John had not stolen that money. (…he got it some other way.)

And so on, and so forth. You can see how interesting that is. Think about how many times you rely on vocal stresses to give your sentences appropriate meaning and context in your daily interactions. It’s rather a high number, no?

Now think about all the vast numbers of people learning English. Or at least trying to. They would never be able to pick up on the stressing and intonation that we native speakers are accustomed to rely on in our speech without significant effort and perhaps not even after extended learning. At least, not the way that languages are taught today. A focus on grammar and syntax is not what people use when they speak. They go more on whether it “sounds” right. And what tells them that? A gut instinct that is inherent in every person’s faculties. Now tell me. If you went up to a Roman and asked if they knew what the perfect passive participle of the the deponent verb “adipiscor” was, do you think they would know? Definitely not. If you went up to somebody on the street right now and asked them what the perfect passive participle of the word “swim” was, do you think they would know? Definitely not. You just sort of use those types of constructions in your daily speech without mention.

And that is what is so wrong with the state of language education. Teaching someone the words and grammar of a language only teaches them the words and grammar of a language. Not the language itself. People do not learn languages as babies by being formulaically taught the words and grammar of whatever language it is they need to know.
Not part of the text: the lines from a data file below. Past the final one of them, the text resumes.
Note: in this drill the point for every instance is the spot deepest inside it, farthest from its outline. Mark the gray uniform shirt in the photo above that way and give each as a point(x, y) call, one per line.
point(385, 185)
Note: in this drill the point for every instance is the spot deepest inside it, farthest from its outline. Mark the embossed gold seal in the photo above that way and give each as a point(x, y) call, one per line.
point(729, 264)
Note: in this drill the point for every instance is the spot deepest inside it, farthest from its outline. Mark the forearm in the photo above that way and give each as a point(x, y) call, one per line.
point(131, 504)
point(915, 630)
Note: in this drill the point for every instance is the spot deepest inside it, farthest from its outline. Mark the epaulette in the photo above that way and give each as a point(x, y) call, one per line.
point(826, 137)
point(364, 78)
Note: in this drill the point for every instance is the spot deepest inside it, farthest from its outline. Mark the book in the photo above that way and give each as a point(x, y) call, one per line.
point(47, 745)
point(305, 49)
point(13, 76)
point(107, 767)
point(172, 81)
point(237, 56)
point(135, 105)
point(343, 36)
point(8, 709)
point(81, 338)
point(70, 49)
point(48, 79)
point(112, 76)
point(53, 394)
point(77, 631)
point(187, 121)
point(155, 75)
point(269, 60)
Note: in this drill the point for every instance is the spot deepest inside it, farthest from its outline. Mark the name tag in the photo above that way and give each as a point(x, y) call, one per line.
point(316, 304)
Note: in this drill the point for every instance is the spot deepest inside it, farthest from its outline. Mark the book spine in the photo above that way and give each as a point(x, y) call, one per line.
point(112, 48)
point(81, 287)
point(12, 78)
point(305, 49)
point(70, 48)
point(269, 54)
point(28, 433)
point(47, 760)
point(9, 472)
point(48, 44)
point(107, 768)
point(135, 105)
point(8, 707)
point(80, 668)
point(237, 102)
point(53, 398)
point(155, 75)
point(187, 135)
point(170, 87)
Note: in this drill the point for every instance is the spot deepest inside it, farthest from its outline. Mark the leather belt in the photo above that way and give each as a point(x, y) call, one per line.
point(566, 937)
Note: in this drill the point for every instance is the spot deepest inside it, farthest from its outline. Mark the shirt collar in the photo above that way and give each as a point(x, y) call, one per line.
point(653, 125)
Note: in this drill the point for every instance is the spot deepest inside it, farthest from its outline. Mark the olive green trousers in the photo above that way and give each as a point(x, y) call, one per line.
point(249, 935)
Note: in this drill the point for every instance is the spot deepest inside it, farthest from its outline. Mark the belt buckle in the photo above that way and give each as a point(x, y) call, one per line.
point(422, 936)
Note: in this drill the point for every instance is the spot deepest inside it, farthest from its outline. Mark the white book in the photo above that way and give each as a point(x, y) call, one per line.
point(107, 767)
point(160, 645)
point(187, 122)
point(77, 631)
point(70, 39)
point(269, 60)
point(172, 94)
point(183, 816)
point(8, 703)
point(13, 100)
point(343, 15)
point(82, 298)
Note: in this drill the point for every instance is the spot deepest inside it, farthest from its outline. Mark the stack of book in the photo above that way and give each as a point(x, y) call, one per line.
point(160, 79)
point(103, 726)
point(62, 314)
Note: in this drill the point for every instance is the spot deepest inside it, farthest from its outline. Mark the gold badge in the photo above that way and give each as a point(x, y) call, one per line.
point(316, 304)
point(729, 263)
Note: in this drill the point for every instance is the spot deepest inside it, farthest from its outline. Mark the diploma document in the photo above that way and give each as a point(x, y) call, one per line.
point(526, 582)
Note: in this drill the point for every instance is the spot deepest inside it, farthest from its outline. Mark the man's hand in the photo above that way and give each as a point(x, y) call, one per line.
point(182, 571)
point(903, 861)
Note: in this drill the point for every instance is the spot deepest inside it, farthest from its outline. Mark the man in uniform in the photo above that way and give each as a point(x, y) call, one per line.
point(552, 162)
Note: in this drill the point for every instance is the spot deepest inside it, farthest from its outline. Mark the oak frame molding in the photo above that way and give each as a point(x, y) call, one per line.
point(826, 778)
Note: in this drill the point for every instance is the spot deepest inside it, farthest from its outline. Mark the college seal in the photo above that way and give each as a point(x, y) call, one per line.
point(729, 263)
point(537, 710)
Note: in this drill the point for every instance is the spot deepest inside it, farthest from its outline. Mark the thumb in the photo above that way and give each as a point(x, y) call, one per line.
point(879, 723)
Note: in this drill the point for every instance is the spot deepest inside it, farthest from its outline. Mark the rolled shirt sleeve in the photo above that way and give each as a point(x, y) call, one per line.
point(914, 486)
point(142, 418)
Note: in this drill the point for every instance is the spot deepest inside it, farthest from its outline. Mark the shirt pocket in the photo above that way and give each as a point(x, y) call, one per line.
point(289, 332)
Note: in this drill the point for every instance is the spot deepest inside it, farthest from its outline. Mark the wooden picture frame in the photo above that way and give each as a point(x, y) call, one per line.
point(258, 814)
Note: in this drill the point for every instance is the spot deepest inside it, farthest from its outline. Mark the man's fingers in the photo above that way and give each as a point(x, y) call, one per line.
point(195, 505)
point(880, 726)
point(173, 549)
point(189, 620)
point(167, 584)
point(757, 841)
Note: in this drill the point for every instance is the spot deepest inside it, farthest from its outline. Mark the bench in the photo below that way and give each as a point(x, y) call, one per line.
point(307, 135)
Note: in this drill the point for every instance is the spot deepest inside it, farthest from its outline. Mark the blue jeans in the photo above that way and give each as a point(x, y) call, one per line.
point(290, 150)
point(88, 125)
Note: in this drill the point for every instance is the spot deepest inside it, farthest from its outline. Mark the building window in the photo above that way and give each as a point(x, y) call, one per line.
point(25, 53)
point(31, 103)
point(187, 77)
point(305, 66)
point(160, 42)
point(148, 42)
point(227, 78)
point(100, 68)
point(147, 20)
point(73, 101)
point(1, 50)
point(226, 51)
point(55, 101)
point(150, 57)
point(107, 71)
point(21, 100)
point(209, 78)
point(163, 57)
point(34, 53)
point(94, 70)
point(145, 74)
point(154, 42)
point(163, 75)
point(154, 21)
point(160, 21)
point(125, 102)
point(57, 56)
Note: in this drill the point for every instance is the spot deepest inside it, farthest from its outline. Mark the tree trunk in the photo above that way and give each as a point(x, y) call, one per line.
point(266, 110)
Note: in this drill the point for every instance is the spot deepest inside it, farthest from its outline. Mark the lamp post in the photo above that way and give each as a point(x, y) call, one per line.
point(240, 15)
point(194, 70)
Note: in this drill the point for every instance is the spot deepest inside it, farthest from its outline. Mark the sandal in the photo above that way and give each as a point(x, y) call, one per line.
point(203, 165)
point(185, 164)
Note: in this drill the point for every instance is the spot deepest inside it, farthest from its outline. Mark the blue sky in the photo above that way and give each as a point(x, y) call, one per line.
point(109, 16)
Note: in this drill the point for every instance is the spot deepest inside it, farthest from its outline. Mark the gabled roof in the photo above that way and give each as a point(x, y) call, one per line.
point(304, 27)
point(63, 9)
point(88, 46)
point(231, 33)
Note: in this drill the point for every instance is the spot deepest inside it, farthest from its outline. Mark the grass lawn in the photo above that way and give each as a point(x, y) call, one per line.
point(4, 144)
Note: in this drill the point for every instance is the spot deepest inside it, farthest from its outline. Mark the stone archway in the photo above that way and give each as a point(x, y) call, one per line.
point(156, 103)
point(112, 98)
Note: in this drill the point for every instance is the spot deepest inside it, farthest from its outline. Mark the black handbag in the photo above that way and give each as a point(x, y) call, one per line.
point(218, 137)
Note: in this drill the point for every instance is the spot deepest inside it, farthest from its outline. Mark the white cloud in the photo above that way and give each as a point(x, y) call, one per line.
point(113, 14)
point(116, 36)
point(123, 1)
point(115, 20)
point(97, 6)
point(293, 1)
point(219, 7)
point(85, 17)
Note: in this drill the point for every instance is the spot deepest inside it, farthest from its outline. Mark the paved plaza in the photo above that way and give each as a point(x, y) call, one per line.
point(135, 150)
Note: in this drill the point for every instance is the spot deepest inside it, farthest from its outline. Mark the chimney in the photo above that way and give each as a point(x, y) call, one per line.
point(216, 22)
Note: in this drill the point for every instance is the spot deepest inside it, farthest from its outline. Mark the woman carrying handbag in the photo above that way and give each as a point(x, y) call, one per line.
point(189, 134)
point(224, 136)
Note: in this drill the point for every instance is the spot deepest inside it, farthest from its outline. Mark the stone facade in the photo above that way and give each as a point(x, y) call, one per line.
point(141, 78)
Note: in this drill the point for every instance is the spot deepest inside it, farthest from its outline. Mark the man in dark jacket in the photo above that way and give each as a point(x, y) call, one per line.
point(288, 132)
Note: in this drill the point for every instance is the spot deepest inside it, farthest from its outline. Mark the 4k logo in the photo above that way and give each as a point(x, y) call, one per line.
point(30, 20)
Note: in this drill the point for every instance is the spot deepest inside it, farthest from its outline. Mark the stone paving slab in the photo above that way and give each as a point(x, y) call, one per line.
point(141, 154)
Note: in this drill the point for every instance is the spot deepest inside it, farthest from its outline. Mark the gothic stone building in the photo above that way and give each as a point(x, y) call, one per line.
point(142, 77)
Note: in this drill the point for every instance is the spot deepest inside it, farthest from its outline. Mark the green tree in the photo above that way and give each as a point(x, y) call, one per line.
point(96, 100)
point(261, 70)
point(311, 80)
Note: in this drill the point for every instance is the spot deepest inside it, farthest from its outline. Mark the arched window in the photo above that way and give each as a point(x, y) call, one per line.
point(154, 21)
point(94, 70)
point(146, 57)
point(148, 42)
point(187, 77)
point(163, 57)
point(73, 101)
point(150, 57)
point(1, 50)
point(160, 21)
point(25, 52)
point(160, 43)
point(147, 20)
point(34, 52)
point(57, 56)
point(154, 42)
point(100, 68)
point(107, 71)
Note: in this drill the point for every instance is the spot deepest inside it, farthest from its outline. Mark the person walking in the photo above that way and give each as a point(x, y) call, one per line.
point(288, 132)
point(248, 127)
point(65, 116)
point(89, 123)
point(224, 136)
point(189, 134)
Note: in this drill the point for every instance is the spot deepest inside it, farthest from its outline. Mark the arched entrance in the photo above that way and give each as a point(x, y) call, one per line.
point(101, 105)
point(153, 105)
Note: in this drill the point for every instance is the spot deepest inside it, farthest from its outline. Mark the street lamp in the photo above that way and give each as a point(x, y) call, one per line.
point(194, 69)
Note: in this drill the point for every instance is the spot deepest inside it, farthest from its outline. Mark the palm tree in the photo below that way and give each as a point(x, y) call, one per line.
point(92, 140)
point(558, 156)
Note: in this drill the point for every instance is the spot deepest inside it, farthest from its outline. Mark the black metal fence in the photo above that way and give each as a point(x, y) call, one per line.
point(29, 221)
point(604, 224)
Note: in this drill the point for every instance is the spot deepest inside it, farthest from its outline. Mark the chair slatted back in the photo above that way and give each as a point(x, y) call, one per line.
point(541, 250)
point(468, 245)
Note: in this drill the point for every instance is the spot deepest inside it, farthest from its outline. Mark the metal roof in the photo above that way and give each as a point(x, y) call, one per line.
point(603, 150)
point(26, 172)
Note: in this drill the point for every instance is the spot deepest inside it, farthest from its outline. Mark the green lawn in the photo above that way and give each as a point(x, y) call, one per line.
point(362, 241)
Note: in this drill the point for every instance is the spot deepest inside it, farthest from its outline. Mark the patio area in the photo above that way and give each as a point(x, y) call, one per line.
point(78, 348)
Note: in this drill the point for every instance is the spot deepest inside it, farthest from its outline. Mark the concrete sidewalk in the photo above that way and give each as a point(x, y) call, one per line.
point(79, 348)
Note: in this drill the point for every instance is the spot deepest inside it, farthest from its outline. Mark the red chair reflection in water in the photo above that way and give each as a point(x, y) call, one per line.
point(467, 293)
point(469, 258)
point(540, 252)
They are taught words, spoken to in phrases and sentences. Language immersion. Not grammar and rote. We are not teaching our kids a language in class. They are being made to memorize words. No wonder nobody ever takes AP Language exams. People, we have an amazing resource here in forcibly exposing children to another language for 43 minutes a day, 5 days a week. Let’s at least make sure that we do something with them.

 

 

So, that’s the premise for my synthesis paper. What do you think?